Executive Director, John Howard Society of Canada

Graham Stewart

To the degree to which there's evidence—it's not very strong evidence, but it is significant evidence—it would be reduced by....

Professor Paul Gendreau of St. Thomas University shows the degree to which there's a correlation. The correlation is that longer time spent in prison increases recidivism. The notion is that prison is a school for crime. It tends to reinforce anti-social values. It tends to disengage the person from community supports and responsibilities that actually support making them more likely to succeed.

But I could also say that we spent last week—“we” being those in criminal justice—at a major conference here in Ottawa sponsored by Public Safety and Emergency Preparedness Canada on what works with the reintegration of high-risk offenders. And we're talking about high risk here; we're not talking about the average federal prisoner, even.

I would just say that in the two days of that conference there was no one who ever suggested that sentencing was a solution. There's no one who ever suggested that imprisonment had achieved anything.

At the same time, there was all sorts of evidence presented, time and again, of studies and programs that had actually reduced reoffending by very serious offenders by 50%.

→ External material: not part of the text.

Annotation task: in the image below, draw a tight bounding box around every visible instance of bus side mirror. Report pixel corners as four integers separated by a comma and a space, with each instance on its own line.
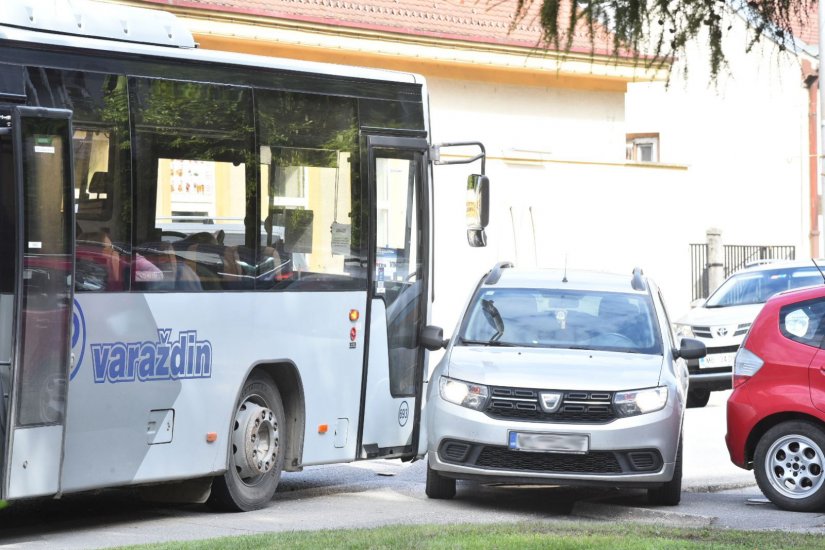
466, 174, 489, 248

We have the potential to do things that make a real difference and have a real impact on real people. My whole argument is, we have to make a choice. Let's put our resources into the things for which there's solid evidence that something works.

5:30 p.m.

Liberal

The Vice-Chair Liberal Derek Lee

Okay, that's two and a half minutes.

I'll go to Mr. Moore for a question or a comment.

5:30 p.m.

Conservative

Rob Moore Conservative Fundy Royal, NB

That's fine.

5:30 p.m.

Liberal

The Vice-Chair Liberal Derek Lee

Well, then, seeing no further, I want to thank the witnesses very much—Mr. Champagne, Mr. Stewart, Ms. Wood, and Mr. Borovoy—for your evidence here today. It's been very helpful to us in our deliberations. Thank you for attending.